One method of scrying using a crystal ball involves a self-induced trance. Initially, the medium serves as a focus for the attention, removing unwanted thoughts from the mind in the same way as a mantra. Once this stage is achieved, the scryer begins a free association with the perceived images suggested. The technique of deliberately looking for and declaring these initial images aloud, however trivial or irrelevant they may seem to the conscious mind, is done with the intent of deepening the trance state, wherein the scryer hears their own disassociated voice affirming what is seen within the concentrated state in a kind of feedback loop. This process culminates in the achievement of a final and desired end stage in which rich visual images and dramatic stories seem to be projected within the medium itself, or directly within the mind's eye of the scryer, like an inner movie. This overall process reputedly allows the scryer to "see" relevant events or images within the chosen medium.
The Shahnameh, a historical epic work written in the late 10th century, gives a description of what was called the Cup of Jamshid or Jaam-e Jam, used in pre-Islamic Persia, which was used by wizards and practitioners of the esoteric sciences for observing all the seven layers of the universe. The cup contained an elixir of immortality.
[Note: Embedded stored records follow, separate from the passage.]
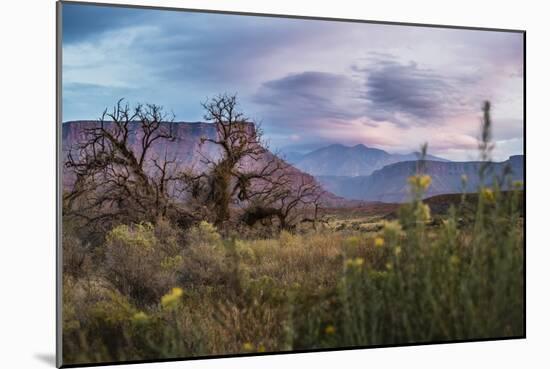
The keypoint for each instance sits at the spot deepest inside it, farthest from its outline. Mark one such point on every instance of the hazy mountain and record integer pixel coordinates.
(184, 150)
(389, 184)
(341, 160)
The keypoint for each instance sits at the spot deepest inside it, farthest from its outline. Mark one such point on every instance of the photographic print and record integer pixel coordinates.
(239, 184)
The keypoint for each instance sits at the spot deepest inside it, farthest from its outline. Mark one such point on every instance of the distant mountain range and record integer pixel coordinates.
(183, 150)
(346, 173)
(389, 184)
(341, 160)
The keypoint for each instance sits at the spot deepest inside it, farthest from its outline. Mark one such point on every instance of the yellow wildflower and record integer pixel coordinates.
(140, 317)
(247, 346)
(329, 329)
(420, 182)
(355, 262)
(171, 299)
(488, 195)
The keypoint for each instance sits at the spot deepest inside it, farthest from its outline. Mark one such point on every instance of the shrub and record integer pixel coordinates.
(138, 263)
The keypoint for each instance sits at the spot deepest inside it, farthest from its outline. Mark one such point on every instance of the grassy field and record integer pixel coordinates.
(394, 275)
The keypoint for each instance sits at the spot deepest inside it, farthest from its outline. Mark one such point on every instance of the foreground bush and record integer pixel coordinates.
(417, 279)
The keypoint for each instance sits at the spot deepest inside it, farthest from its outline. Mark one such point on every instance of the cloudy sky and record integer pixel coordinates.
(309, 82)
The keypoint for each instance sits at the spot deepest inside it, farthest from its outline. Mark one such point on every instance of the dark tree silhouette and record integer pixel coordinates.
(118, 175)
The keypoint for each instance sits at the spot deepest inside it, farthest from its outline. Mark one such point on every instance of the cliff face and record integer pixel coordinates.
(389, 184)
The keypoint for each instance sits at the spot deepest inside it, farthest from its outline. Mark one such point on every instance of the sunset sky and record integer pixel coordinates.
(310, 83)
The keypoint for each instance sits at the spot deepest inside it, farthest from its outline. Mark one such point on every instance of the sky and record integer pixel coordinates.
(309, 83)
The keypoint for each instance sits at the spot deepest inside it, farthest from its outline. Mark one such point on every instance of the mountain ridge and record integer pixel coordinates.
(341, 160)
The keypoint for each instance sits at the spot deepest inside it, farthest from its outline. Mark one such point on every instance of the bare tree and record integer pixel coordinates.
(118, 176)
(241, 162)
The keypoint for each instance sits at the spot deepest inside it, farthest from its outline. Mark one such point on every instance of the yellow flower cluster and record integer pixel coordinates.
(488, 195)
(171, 299)
(140, 317)
(378, 242)
(249, 347)
(329, 329)
(355, 262)
(420, 182)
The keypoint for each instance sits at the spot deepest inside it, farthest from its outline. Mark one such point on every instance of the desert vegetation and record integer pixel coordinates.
(242, 253)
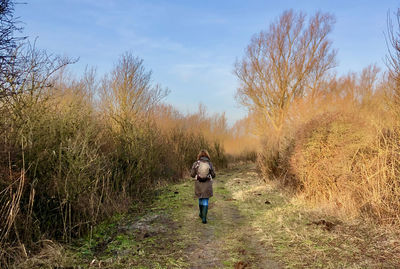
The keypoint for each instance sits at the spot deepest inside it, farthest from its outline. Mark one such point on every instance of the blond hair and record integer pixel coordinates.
(203, 153)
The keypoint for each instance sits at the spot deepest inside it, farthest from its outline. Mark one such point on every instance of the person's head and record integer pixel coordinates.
(203, 153)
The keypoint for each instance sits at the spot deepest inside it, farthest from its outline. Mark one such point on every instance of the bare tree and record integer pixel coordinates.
(289, 60)
(8, 45)
(129, 90)
(393, 58)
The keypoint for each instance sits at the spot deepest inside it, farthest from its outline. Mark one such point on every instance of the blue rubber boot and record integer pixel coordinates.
(201, 211)
(204, 214)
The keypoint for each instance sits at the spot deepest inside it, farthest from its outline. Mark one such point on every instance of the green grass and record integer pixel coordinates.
(242, 228)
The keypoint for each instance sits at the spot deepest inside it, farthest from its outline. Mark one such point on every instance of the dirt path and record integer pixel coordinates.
(227, 240)
(251, 224)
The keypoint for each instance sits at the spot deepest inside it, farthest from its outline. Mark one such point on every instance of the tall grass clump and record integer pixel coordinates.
(75, 151)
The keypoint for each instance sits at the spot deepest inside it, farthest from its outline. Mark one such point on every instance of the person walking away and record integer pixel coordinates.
(203, 171)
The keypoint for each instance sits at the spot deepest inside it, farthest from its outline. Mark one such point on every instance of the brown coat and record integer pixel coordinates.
(203, 189)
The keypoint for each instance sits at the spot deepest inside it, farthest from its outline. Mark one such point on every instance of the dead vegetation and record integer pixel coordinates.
(332, 140)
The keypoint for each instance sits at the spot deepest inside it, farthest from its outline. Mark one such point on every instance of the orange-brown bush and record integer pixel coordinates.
(68, 162)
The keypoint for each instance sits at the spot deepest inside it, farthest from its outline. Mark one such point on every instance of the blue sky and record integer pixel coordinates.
(191, 46)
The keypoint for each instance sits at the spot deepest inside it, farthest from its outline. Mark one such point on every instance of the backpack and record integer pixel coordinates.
(203, 171)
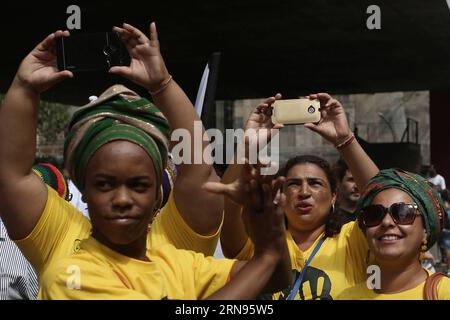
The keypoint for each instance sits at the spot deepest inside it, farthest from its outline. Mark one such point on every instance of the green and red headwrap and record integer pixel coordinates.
(52, 177)
(427, 199)
(118, 114)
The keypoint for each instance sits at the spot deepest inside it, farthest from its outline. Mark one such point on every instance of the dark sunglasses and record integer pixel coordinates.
(402, 213)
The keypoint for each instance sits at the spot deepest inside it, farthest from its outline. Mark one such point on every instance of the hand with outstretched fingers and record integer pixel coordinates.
(263, 213)
(39, 70)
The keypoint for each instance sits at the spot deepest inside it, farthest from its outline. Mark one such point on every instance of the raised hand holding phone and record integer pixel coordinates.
(147, 67)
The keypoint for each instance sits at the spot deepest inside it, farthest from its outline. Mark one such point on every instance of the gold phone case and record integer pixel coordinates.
(296, 111)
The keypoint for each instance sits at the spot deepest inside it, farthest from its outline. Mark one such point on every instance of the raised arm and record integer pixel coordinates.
(269, 270)
(334, 128)
(149, 70)
(234, 235)
(23, 195)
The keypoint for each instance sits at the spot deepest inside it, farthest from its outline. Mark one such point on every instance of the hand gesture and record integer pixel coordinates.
(263, 213)
(261, 118)
(39, 71)
(333, 126)
(147, 67)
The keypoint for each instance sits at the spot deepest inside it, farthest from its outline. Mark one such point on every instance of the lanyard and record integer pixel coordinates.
(300, 277)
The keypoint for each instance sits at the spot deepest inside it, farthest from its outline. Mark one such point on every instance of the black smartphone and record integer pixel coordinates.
(91, 52)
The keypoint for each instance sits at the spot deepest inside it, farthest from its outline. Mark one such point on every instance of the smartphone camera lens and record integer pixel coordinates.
(109, 50)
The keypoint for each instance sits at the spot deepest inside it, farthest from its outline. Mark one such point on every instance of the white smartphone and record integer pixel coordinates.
(296, 111)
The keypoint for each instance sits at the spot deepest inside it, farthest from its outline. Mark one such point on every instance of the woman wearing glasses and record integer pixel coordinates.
(401, 216)
(325, 258)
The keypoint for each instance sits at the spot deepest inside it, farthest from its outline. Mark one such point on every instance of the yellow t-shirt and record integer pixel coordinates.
(61, 226)
(338, 265)
(362, 292)
(94, 271)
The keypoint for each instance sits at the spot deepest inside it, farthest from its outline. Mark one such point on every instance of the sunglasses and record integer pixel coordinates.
(402, 214)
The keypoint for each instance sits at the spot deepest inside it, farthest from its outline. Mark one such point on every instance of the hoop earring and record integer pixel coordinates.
(423, 249)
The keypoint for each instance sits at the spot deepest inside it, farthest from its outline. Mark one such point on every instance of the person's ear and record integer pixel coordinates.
(425, 236)
(333, 199)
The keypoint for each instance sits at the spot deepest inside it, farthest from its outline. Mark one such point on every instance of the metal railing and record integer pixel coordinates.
(387, 132)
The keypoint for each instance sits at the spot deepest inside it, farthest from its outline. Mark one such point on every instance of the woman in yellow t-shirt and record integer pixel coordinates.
(402, 216)
(326, 259)
(116, 150)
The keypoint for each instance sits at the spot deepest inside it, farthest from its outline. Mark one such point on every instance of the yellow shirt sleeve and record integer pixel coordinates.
(356, 250)
(199, 276)
(246, 252)
(444, 289)
(72, 279)
(53, 236)
(169, 227)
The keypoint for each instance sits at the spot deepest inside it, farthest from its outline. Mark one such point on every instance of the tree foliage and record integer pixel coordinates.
(53, 119)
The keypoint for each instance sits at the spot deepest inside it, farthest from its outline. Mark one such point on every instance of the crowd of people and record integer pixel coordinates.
(312, 231)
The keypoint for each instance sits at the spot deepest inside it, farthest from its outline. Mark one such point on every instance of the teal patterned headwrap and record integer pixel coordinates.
(427, 199)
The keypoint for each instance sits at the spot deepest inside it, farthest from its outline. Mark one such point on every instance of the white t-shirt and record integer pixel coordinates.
(438, 180)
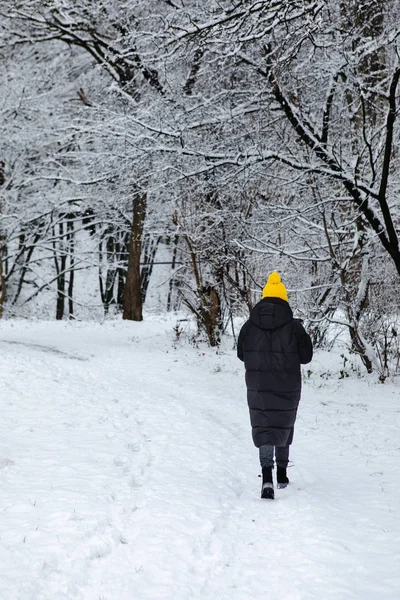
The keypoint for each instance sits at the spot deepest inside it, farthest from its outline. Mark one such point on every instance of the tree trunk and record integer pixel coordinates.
(71, 247)
(2, 276)
(133, 306)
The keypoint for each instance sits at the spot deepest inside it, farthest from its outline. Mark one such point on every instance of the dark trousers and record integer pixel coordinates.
(267, 456)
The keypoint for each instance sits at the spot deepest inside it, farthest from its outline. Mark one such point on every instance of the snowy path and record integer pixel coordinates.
(127, 473)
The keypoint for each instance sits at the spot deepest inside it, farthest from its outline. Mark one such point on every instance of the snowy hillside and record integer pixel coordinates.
(127, 472)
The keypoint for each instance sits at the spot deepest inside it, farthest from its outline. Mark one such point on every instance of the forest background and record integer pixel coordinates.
(193, 146)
Joseph Smith, Jr., the founder of Mormonism and the Latter Day Saint movement, used magical stones (referred to in Mormonism as "seer stones") for various purposes. Scrying through magical stones was a common practice in Smith's early 19th century New England, and was practiced by several respected leaders at the time. During his life he had at least three separate stones that were obtained through various means (one of which he recovered by looking into a neighbor's seer stone and seeing the location). These stones were initially used in various treasure digging endeavors. Later, Smith used two stones called the Urim and Thummim, two clear stones in a bow that resembled spectacles, in his 1829 translation of the Book of Mormon from the Golden Plates (although much of the translation was actually done using one of the stones that he obtained earlier in life).
Though Smith initially used his stones to see hidden things, their use later evolved into a revelatory catalyst. Smith and others claimed that God communicated to them through these stones. Two stones, believed to be Urim and Thummims but referred to as "interpreters" are mentioned in the Book of Mormon. Smith claimed to have discovered these ancient stones by aid of an angel along with the Golden Plates.
Modern Mormons believe in the validity of Smith's claimed ability to have been able to use seer stones, along with the divine revelations that Smith claimed to have received through them.
Rituals that involve many of the same acts as scrying in ceremonial magic are also preserved in folklore form. A formerly widespread tradition held that young women, gazing into a mirror in a darkened room (often on Hallowe'en) could catch a glimpse of their future husband's face in the mirror — or a skull personifying Death, if their fate was to die before they married.
Another form of the tale, involving the same actions of gazing into a mirror in a darkened room, is used as a supernatural dare in the tale of "Bloody Mary". Here, the motive is usually to test the adolescent gazers' mettle against a malevolent witch or ghost, in a ritual designed to allow the scryers' easy escape if the visions summoned prove too frightening.
While as with any sort of folklore the details may vary, this particular tale (Bloody Mary) encouraged young women to walk up a flight of stairs backwards, holding a candle and a hand mirror, in a darkened house. As they gazed into the mirror, they were supposed to be able to catch a view of their future husband's face. There was, however, a chance that they would see the skull-face of the Grim Reaper instead; this meant, of course, that they were destined to die before they married.